A vedere il tour di presentazione in cui è stato impegnato l’Amministratore Delegato del Gruppo, Sergio Marchionne, il successo è stato enorme in tutte e quattro le tappe, Londra, Maranello, New York e Boston. L’offerta pubblica di azioni (Ipo) sembra essere il gioiello più ricercato dagli investitori, giunti numerosissimi, oltre ogni aspettativa nonostante il prezzo delle azioni non sia ancora noto e verrà annunciato solo oggi.

Il collocamento

Domani inizieranno le negoziazioni del 10% del pacchetto azionario messo a disposizione da Fiat-Chrysler. Gi analisti ipotizzano un prezzo compreso tra i 48 e i 52 dollari ad azione che porterebbe nelle casse del gruppo di Marchionne circa 10 miliardi di dollari, più dei valori previsti quando l’azienda comunicò la sua intenzione di lanciare l’Ipo. Allora si parlava di un pacchetto azionario del valore variabile dai 5 ai 7 miliardi, ma le reazioni positive hanno aumentato questo valore.

L’autorita per i Titoli e gli Scambi americana (SEC) ha fornito i dati sul Ipo. Saranno circa 17,2 milioni di azioni, ma il gruppo, visto l’entusiasmo suscitato dall’offerta, potrebbe mettere sul mercato un altro 1,8 milioni di azioni nel caso il primo pacchetto andasse subito esaurito. Ma gli analisti americani considerano il numero di azioni, anche in caso di un secondo pacchetto, ancora insufficienti per accontentare tutte le richieste.
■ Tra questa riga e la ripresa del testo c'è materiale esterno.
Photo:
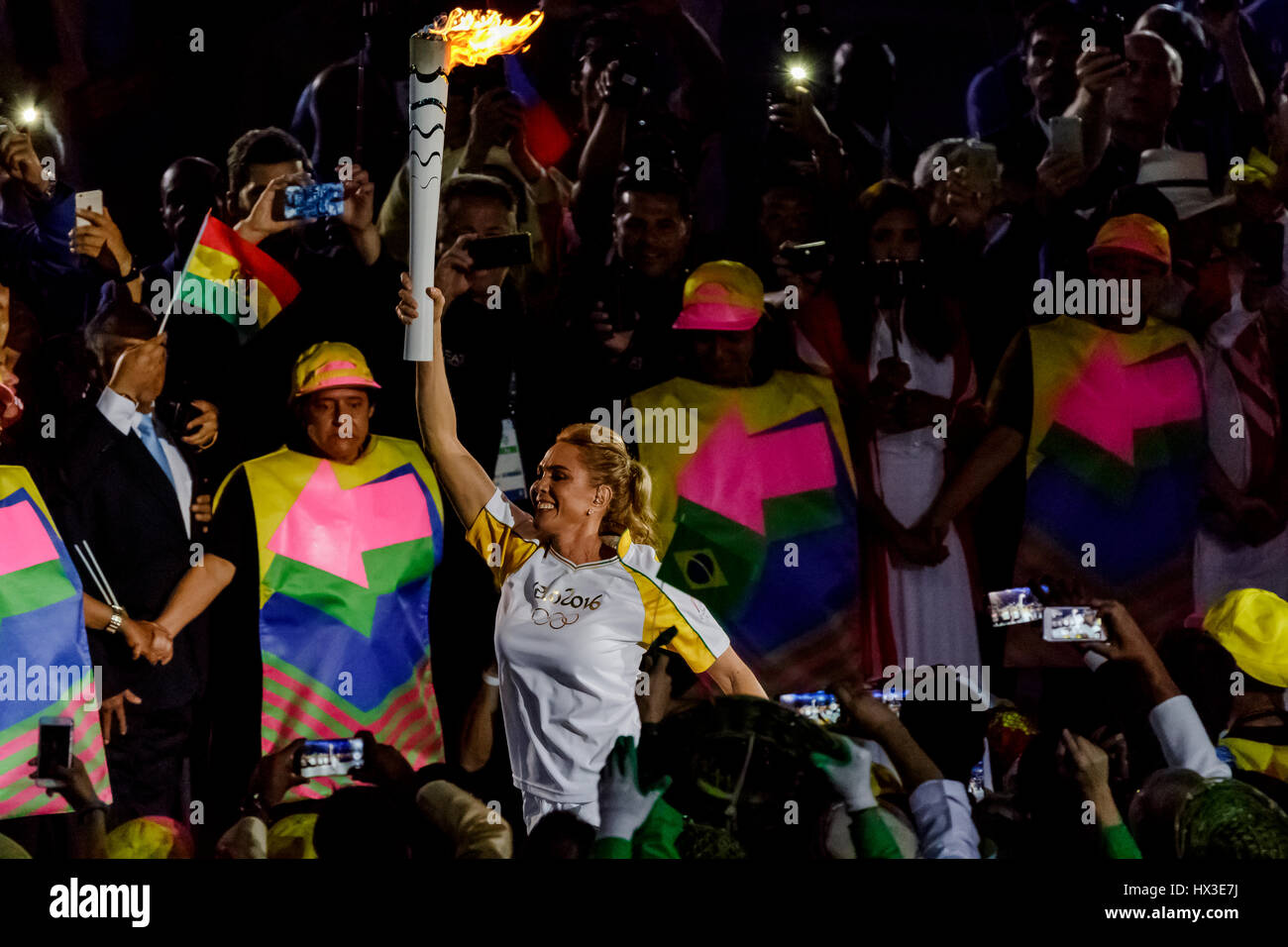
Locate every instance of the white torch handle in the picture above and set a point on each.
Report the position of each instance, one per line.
(426, 111)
Il rilancio di Wall Street

Questo entusiasmo suscitato da Ferrari è in controtendenza con gli umori che si vivono a Wall Street negli ultimi tempi, con negoziazioni fiacche e aziende che cancellano le offerte.

Ma Ferrari è un marchio immune alla crisi, con un 2015 che si profila come un altro anno record con un utile netto previsto tra 93 e 96 milioni di euro, ovvero più del 60% di aumento rispetto al 2014. La Ferrari produrrà 7.700 auto, e il gruppo ha intenzione di arrivare anche a 10mila entro il 2019, grazie agli investimenti che arriveranno.